Pour sa première CAN avec le Syli National de la Guinée, Michel Dussuyer a fait de bons résultats. Placés dans un groupe formé par la Tunisie, le Rwanda et la République Démocratique du Congo, les éléphants ont terminé deuxième et atteigne le second tour. En quart de finale, l’équiper nationale de la Guinée conduit par le talentueux Pascal Feindouno, évoluant à l’AS saint Etienne est sortie de la compétition par les Aigles du Mali de Frédéric Kanouté sur le score de 2-1. Ce fut le début d’une sinueuse carrière.

Du moins bon avec le Bénin en 2010

Après une brillante campagne des éliminatoires avec les Écureuils du Bénin, Michel Dussuyer réussit à qualifier le pays pour la troisième CAN de son histoire.
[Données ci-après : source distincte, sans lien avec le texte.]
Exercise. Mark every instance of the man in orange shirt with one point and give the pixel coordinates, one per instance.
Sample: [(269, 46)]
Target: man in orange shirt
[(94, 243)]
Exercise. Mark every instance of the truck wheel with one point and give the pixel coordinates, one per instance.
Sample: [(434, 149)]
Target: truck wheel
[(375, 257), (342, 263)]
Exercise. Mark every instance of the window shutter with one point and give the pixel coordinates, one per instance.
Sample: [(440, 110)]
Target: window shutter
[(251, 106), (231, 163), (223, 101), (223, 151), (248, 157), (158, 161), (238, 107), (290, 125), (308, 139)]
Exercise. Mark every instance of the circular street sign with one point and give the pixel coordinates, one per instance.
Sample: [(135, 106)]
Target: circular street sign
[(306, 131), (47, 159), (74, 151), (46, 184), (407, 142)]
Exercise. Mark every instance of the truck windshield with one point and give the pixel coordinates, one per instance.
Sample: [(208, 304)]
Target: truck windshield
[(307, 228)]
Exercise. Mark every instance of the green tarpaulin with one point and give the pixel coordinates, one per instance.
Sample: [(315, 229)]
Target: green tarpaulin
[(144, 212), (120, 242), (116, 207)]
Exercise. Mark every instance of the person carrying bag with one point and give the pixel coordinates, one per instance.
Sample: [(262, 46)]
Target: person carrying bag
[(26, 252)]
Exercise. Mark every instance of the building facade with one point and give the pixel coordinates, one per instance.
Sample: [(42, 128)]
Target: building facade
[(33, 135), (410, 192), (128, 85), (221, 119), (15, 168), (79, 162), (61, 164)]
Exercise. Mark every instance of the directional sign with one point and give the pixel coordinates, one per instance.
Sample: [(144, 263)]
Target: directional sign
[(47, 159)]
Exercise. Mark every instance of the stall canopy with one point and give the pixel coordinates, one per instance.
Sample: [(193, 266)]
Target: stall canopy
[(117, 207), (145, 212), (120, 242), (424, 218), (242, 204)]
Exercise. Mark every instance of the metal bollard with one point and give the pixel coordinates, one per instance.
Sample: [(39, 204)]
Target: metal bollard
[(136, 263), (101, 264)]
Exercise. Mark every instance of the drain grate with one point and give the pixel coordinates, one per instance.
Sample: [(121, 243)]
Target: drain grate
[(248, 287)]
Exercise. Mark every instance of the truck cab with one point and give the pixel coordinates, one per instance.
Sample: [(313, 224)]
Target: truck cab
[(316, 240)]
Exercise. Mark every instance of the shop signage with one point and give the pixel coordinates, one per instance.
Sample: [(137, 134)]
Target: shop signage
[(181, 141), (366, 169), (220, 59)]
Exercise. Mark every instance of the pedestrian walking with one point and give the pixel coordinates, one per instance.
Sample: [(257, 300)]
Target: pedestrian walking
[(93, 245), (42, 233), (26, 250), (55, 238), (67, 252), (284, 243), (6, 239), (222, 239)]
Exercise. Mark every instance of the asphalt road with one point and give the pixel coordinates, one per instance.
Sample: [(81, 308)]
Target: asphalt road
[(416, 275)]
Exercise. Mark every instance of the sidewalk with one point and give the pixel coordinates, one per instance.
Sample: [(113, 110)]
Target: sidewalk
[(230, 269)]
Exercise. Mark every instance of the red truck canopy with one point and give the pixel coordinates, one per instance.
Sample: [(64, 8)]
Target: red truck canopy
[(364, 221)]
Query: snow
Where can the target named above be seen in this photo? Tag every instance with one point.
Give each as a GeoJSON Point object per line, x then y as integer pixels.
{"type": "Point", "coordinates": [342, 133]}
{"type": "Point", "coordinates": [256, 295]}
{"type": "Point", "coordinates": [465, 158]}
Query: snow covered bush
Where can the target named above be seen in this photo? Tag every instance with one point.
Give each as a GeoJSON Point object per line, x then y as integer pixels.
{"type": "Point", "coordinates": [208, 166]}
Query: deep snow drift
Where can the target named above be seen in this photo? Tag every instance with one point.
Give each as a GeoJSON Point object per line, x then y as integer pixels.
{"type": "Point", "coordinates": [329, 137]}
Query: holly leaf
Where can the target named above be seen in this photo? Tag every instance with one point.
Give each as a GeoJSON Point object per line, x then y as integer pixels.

Logé dans le même groupe que Le Mozambique, le Nigéria et l’Egypte, le Bénin est sorti de la compétition avec une unité.il s’agit d’un point du match nul acquis contre le Mozambique en ouverture de la compétition 2-2. Le mérite revient tout de même au technicien français qui a permis au Bénin d’avoir son meilleur résultat jusque-là dans la compétition. Michel ne continuera pas l’aventure avec le Bénin, et retourne en Guinée.

Guinée Acte 2, CAN Guinée Equatorial 2015

Choisi entraineur dans une short liste composée de Henri Michel, Jacques Santini, franco Baresi, Pierre Lechantre , Jean Marc Furlan ou Hubert Velud, Michel Dussuyer revient aux affaires avec le Syli nationale. Classée dans le même groupe que la Cote d’ivoire, le Burkina Faso et le Mail, la Guinée devrait mieux faire que 1976 et 2004. Dans le groupe D avec la Cote d’ivoire, le Mali et le Cameroun, la Guinée s’est qualifiée pour le second tour en terminant deuxième de son groupe derrière la Cote d’ivoire. En quart de finale, le Syli d’ibrahim Traoré n’a pas brillé face au Ghana, score finale 3-0. L’histoire retiendra que Michel Dussuyer en deux CAN avec la Guinée est venu en quart de finale avant des déposer les armes. L’échec ivoirien de Michel Dussuyer Le 20 Juillet 2015, il est nommé s sélectionneur de la Cote d’ivoire. Il réussit à qualifier le pays à la CAN 2017 mais fait une piètre figure avec les champions d’Afrique 2015 venus cette année défendre leur titre. LA Cote d’ivoire est éliminée dès le premier tour. Michel Dussuyer démissionne et rejoint le Bénin en Juin 2018. L’ange Michel pour faire grande chose avec le Bénin en 2019 Placé dans le groupe F avec le Cameroun, le Ghana et la Guinée Bissau, le Bénin de Michel Dussuyer doit faire mieux que les précédentes fois. Le technicien francais doit justifier la pleine confiance placée en lui.